Rachel Anna Haines (1842-1912) was an American homesteader and a leader of the Boomer movement to open up the Unassigned Lands of Indian Territory. She was the common-law wife of David L. Payne and is sometimes referred to as the "Mother of Oklahoma."

==Early life==
Rachel Anna Haines was born in December 1842 in Mason County, Kentucky. During her childhood her family moved to Missouri, Iowa, and Kansas. She met David L. Payne in Doniphan County, Kansas. In 1868, her family moved to Emporia, Kansas and Rachel work as a dressmaker.
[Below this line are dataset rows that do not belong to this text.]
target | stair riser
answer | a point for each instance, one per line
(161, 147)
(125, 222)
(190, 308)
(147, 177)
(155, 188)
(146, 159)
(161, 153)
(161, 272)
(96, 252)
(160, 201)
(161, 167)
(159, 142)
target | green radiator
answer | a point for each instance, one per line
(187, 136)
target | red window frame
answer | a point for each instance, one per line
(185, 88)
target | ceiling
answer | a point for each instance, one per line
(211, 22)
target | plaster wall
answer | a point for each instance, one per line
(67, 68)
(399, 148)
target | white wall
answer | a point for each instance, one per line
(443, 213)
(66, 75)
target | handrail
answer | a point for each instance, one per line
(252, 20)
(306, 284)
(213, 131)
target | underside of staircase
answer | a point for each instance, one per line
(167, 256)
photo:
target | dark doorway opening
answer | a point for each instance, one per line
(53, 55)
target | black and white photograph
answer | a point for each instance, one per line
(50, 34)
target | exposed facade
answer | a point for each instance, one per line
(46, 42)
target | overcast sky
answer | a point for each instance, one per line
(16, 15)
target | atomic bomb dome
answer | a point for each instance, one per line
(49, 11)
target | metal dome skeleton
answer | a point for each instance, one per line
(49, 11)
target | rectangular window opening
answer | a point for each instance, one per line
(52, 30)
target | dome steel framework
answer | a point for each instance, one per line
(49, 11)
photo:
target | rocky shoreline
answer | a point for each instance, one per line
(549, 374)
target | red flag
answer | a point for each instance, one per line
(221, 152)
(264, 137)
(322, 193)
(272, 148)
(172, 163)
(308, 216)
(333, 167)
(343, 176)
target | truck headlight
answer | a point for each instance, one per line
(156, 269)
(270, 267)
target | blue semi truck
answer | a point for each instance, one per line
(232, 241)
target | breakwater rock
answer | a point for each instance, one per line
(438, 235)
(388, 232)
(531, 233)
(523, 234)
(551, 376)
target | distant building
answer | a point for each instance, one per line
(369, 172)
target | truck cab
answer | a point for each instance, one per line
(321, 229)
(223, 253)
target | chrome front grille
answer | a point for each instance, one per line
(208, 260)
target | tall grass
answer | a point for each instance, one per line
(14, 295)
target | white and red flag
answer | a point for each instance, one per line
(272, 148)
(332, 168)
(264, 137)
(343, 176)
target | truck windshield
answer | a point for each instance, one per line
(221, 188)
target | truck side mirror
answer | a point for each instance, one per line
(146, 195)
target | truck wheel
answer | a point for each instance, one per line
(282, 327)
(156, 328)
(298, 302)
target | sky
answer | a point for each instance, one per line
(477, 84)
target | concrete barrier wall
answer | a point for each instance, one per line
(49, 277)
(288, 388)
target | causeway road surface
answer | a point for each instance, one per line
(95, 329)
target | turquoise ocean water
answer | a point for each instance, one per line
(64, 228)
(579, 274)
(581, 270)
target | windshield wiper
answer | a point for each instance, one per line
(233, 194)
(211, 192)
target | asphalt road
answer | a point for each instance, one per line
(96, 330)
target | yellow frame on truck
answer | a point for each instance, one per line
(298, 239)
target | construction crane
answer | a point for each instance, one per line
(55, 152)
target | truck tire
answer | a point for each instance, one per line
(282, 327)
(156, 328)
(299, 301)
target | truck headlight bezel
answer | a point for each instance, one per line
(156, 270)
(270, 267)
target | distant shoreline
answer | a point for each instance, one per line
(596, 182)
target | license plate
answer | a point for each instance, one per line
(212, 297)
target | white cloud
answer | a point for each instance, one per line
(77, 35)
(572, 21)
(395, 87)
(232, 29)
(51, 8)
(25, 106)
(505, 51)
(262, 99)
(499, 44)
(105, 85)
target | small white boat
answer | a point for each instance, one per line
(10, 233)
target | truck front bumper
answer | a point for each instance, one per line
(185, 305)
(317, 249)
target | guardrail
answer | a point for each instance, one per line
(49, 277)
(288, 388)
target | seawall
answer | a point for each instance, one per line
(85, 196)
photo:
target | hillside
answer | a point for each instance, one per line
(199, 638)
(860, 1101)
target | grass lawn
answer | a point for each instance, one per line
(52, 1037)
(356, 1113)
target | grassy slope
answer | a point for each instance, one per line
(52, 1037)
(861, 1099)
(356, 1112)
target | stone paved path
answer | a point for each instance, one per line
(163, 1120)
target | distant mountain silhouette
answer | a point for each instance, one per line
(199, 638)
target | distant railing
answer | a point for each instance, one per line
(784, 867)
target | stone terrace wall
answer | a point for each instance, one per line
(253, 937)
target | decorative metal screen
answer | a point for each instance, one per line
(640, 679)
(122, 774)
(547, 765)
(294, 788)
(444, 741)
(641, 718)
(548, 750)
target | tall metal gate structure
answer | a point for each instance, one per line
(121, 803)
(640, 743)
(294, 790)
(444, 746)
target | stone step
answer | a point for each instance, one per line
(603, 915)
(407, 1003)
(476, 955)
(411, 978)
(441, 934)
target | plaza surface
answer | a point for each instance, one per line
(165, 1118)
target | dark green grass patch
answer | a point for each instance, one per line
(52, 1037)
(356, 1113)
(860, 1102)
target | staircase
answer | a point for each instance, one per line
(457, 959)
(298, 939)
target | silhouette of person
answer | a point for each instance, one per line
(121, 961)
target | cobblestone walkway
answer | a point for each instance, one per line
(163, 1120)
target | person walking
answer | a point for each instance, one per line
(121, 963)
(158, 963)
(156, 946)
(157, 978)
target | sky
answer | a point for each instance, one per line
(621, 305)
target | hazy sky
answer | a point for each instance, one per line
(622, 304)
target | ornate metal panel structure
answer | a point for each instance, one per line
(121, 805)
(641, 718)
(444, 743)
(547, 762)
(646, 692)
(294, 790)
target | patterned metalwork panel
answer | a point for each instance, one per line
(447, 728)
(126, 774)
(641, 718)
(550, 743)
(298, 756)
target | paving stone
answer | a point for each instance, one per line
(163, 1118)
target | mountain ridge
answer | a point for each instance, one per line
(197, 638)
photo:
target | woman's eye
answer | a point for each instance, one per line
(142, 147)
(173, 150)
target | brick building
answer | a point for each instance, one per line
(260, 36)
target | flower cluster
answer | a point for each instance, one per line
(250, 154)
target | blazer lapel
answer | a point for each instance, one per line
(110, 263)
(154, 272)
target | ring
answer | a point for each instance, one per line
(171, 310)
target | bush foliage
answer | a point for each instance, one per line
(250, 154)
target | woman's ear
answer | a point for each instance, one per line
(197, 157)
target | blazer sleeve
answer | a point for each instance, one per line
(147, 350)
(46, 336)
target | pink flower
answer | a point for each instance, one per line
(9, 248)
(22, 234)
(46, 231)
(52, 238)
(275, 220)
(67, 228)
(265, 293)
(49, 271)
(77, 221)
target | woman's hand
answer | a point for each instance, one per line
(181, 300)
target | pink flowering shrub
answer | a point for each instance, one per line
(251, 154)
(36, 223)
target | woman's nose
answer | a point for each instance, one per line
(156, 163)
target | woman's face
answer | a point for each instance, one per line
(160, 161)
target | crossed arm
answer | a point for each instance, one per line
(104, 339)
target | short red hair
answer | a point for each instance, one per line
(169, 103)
Once her family had saved up enough money, they moved to California, Washington Territory, and finally settled in Portland, Oregon.

==Boomer movement==
In 1879, Haines returned to Kansas to join David L. Payne and the Boomer movement. The Boomers sought to open up the Unassigned Lands in Indian Territory (later Oklahoma Territory). In 1879, 1882, and 1884, Haines, Payne and their followers were expelled by the U.S. Army from the Unassigned Lands for illegally attempting to homestead there. During the 1884 attempt she almost shot her arresting officer, but was talked down by Payne. She was with Payne when he died on November 28, 1884, and afterward announced she and Payne had been common law married with intentions to officially wed once they had settled in the Unassigned Lands. She claimed Payne was the father of her son George.

In 1885, she attempted to enter the Unassigned Lands a fourth time and was again expelled. When the lands were opened in the Land Run of 1889, Haines staked a claim and began to homestead, but her claim was challenged after it was alleged she staked it early. Her homestead was cancelled in November 1894.

==Later life and death==
Haines returned to the Pacific Northwest after the loss of her homestead. When the state of Oklahoma later requested to move David L. Payne's body from Kansas to be interred in a monument in Oklahoma she refused to consent unless her homestead was returned. By that point, her former homestead had been split up and was part of Oklahoma City. For her role in advocating the settlement of Oklahoma, she is sometimes known as the "Mother of Oklahoma." She died in Portland, Oregon in May 1912.